Agilex™ 5 ES Device Errata and User Guidelines

ID 825514
Date 12/09/2024
Public
Document Table of Contents

3.1.9. 1401736: Non-cacheable loads of mismatched size might not be single-copy atomic

Description

The Cortex* -A55 core supports single-copy atomic load and store accesses as described in the Arm architecture. However, in some unusual code sequences, this erratum can cause the core executing a store and later a load to the same address but with a different access size to load data that does not meet the requirements of a single-copy atomic load.

Conditions

On one core, the following condition must occur:

  • A store instruction is executed. This could be any halfword, word, or doubleword store instruction that is not a store release, and the address must be aligned to the access size. The store must be to Normal Non-cacheable, Normal Write-Through, or Device-GRE memory.

On a second core, which can be within the same cluster or in a different cluster, the following conditions must occur:

  1. A store instruction is executed.

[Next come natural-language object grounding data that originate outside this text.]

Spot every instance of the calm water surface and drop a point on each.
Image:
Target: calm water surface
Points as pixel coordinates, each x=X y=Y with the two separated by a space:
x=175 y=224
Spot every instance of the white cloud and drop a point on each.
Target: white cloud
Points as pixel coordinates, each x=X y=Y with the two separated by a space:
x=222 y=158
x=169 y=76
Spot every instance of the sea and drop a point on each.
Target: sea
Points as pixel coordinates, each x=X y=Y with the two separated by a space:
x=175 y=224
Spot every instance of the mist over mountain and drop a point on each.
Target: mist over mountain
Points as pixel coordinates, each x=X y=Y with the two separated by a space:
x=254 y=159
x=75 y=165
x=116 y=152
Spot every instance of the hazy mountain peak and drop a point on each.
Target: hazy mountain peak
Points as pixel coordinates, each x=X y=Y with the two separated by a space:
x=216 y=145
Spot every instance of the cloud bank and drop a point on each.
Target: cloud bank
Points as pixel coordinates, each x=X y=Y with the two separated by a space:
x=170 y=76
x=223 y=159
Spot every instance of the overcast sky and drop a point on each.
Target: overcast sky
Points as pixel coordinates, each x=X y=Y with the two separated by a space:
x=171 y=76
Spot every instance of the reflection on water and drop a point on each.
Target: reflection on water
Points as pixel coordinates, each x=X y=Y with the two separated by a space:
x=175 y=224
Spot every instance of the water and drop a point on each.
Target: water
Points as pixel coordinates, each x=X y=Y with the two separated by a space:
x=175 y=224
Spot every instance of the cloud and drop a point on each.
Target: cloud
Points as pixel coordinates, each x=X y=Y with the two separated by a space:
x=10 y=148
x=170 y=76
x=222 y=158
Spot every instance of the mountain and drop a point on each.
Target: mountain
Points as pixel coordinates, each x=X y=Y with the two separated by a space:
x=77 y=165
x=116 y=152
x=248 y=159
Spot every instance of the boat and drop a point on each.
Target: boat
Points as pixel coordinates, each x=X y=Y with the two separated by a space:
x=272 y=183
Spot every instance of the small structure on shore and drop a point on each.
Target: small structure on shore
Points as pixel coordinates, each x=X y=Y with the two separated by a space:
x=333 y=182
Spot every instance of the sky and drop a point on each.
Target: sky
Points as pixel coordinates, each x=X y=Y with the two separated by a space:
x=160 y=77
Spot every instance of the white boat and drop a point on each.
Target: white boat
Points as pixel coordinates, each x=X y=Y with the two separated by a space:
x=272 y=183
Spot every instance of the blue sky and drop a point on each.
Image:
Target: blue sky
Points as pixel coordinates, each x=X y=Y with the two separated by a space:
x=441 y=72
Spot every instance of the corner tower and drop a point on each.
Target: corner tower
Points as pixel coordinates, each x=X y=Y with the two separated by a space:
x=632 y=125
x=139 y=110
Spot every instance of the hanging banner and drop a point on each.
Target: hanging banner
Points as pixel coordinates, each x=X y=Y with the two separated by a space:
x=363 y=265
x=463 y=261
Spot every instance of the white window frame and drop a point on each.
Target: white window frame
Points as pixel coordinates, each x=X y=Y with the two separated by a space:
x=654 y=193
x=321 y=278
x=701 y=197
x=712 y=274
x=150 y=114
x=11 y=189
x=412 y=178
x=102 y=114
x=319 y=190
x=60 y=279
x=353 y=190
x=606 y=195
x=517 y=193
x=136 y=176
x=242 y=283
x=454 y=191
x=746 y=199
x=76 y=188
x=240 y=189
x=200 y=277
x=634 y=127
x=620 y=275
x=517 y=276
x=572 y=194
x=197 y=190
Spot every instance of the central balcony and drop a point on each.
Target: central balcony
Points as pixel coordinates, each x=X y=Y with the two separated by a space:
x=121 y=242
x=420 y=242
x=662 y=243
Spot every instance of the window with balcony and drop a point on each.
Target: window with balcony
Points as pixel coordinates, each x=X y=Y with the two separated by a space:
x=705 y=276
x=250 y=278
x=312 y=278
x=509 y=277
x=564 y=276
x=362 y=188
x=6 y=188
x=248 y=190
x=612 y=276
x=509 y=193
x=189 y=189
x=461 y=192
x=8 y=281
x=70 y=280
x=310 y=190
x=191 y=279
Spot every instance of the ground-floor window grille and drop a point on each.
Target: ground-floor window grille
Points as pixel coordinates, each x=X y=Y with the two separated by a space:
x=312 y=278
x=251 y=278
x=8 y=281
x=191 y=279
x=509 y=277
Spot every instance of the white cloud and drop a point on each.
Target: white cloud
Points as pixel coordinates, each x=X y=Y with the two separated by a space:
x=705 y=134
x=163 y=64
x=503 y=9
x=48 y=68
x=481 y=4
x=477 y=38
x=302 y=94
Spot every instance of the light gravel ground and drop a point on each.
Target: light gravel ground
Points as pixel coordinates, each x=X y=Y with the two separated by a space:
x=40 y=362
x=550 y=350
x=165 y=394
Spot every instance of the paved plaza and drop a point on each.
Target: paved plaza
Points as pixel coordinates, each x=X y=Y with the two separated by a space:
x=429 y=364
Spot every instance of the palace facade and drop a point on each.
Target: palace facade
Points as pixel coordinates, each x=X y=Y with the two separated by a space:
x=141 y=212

This store must be a smaller access size to the store on the first core, and must be to an address within the bytes accessed by the first core. The address must also be aligned to the access size.
  2. A load instruction is executed. The load must be a larger access size than the store from the same core, and at least some bytes of the load must be to the same address as the store. The address must also be aligned to the access size.

The Arm architecture requires that the load is single-copy atomic. However, in the conditions described, the load might observe a combination of the two stores, indicating that the store on the first core was serialized first. However, if the load is repeated, then the second time it might see just the data from the store from the first core indicating that the store on the first core was serialized second.

Impact

Concurrent, unordered stores are not common in multi-threaded code. In the C11 standard, they are restricted to the family of "relaxed" atomics. In addition, using different size load and store instructions to access the same data is unusual. Therefore the majority of multi-threaded software is not going to meet the conditions for this erratum.

Workaround

Most multi-threaded software is not expected to meet the conditions for this erratum and therefore does not require a workaround. If a workaround is required, then the store on the second core should be replaced with a store release instruction.

Category

Category C